I was blown away in particular by a story the author attributes to the grantee nicknamed Blancanieves (Snow White), whose main character is a bulimic girl healed by an intervention from Jodorowsky. To make this all the more delicious, the author elaborates the therapeutic procedure, which fits in beautifully with one of the famous healings outlined by the Chilean tarotist in his famed book Psicomagia. And what to say of the grantee nicknamed “La Escamada,” who spins a science fiction tale in which Gustavo Cerati lies comatose like a prince, only for her to stealthily pay him a visit and awake him with true love’s kiss? Not forgetting Hotel Elefante, the story I personally found most fascinating, which opens with a video of an elephant being electrocuted. Carriøn has said that, based on this story, he decided to develop the voice of the narrator: someone who goes to Coney Island and watches this film, which tortures him for months after. He cannot stop thinking about the elephant, and he has to write the story. An American dream. An electric chair, or, as the author tells it himself, “the need of the United States to electrocute its monsters.”

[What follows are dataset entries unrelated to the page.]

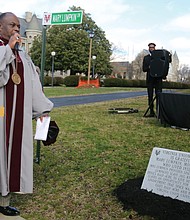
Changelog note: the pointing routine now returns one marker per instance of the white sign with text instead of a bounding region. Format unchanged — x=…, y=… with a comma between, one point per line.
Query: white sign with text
x=168, y=174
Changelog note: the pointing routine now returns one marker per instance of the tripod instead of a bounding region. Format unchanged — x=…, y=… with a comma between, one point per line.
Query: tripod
x=150, y=106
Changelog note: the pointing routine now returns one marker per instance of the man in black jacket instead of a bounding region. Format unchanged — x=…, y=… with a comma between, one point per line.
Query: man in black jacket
x=151, y=82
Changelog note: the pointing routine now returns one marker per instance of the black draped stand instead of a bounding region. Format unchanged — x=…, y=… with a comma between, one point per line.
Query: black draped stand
x=174, y=109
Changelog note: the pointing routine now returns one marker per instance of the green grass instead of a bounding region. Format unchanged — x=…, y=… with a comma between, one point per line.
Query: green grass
x=65, y=91
x=95, y=152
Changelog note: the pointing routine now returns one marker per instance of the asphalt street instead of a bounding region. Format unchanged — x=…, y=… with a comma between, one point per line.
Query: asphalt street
x=85, y=99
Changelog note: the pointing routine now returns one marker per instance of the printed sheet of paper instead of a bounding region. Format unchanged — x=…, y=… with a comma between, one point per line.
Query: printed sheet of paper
x=168, y=174
x=42, y=129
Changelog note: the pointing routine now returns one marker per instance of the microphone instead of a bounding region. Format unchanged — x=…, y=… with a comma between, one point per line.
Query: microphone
x=16, y=47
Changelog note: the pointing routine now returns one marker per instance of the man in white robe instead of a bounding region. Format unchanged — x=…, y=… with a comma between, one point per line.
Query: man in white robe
x=21, y=99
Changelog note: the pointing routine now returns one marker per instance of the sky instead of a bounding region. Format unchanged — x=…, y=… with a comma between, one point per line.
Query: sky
x=128, y=24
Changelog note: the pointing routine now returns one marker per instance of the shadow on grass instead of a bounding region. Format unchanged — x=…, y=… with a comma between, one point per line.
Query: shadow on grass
x=150, y=204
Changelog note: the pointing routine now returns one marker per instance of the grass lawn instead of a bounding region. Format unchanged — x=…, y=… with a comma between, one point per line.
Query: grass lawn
x=95, y=152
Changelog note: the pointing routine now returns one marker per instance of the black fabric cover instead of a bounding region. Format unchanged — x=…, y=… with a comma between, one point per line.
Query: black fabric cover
x=174, y=109
x=52, y=133
x=159, y=64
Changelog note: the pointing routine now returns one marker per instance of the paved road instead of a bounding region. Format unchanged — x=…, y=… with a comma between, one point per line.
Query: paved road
x=85, y=99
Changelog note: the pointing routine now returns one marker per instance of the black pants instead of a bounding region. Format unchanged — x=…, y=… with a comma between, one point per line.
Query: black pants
x=153, y=83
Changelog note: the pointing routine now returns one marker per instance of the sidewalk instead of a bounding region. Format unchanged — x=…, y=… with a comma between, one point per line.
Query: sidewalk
x=3, y=217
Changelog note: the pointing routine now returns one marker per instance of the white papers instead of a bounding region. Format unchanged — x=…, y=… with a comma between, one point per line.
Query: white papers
x=42, y=128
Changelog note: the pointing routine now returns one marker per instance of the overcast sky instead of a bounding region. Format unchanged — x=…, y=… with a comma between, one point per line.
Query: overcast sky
x=128, y=24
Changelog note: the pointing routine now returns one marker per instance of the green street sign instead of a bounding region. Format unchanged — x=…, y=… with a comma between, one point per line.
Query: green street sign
x=69, y=17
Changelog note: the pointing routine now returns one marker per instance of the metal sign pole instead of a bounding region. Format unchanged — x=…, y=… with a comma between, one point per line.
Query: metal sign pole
x=38, y=147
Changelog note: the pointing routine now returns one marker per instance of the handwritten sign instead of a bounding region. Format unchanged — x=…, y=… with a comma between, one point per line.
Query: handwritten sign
x=168, y=174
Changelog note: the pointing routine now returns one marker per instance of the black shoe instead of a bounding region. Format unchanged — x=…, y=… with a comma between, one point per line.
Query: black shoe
x=9, y=211
x=151, y=115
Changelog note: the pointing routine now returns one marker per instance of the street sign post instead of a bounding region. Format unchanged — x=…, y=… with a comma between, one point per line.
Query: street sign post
x=69, y=17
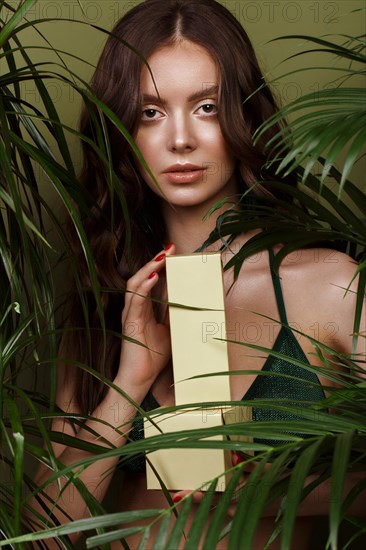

One after another, each story seduces and amazes with its generic and stylistic diversity, threading in and out of the everyday lives of the characters, who debate their Latin American condition as aspiring writers in a continent where artists must work more than one job in order to survive or make a living. They are rowing upstream, with neither agents nor income, applying for prizes and grants like the one this novel shows us, under the auspices of a State that does not back its writers and publishes books that (as in well-known cases in Ecuador) often merely slumber in boxes, forgotten in a futureless warehouse.
Carriøn throws everything on the grill: arguments, love affairs, conflicts between opposing personalities like those of Calibán and Ulises himself, a criminal attorney who longs fretfully to accomplish his purpose, to write the story that Carriøn puts off until the end of the novel: a story of Mexico built upon its native trees. This starting point refers back to myth: the trunk around which the flying men spin, the Totonacs whom Carriøn saw personally during his trip to Mexico alongside a real Ulises, a grantee of that same name whose death stirred the memory, in our Guayaquil author, of a few lost months.
Maybe that’s what writing is: diving off headfirst like a Totonac dancer, the author says. To read, to live, to mix the two together. Or, as Borges says: to fantasize with intention, giving shape to the vertiginous matter of dreams—something Carriøn does masterfully in this novel, whose series of stories gives him the chance to rein in the art of fiction with the bridle of the brilliant poet inside him.